Can I Use Reclaimed Water on my Vegetable Garden?

The Florida Department of Environmental Protection states that reclaimed water should NOT be directly applied to the surfaces of vegetables or other edible crops that are not peeled, cooked, or thermally processed before being consumed. This statement essentially means that as long as you peel or cook your vegetables, they may be safely consumed after being grown with reclaimed irrigation water. The statement also means that indirect application methods, such as ridge or furrow irrigation, drip irrigation or a subsurface distribution system, which preclude direct contact, are allowed for edible crops that are not peeled, skinned, cooked, or thermally processed before consumption.

What are the Benefits of Reusing Reclaimed Water?

The main benefit of using reclaimed water is that its use replaces the use of potable water. In 2009, use of reclaimed water substituted for more than 127 billion gallons of drinking water while serving to add more than 79 billion gallons back to available groundwater supplies. Using reclaimed water for non-drinking purposes extends our freshwater supplies and ensures sustainable use of a vital natural resource. Reclaimed water also reduces the cost of landscape irrigation compared to using potable water, which is generally priced higher to consumers. When used for irrigation, reclaimed water moves vertically and can recharge groundwater aquifers. Recharging our groundwater aquifers is critical because it replaces the water withdrawn to meet the needs of a rapidly growing population in Florida.

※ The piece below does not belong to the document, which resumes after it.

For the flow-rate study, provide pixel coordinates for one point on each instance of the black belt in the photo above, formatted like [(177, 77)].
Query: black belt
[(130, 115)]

Can I Overuse Reclaimed Water?

Yes. Remember that overwatering is overwatering, regardless of the water source. If you use reclaimed water for lawn irrigation, overwatering will cause the same damage as overwatering with other water sources. Only irrigate when soil and turf conditions indicate that irrigation is necessary. As a rule of thumb, only 3/4th to 1 inch of water is needed each week for most Florida turfgrasses.

Also, nutrient (nitrogen, phosphorus) pollution may occur if the user over-irrigates the lawn because both reclaimed water that runs off on the surface and the water and nutrients that move below the root zone are lost. Maintenance of a high level of distribution uniformity in reclaimed water-irrigated sites is critical to prevent leaching and runoff of these nutrients.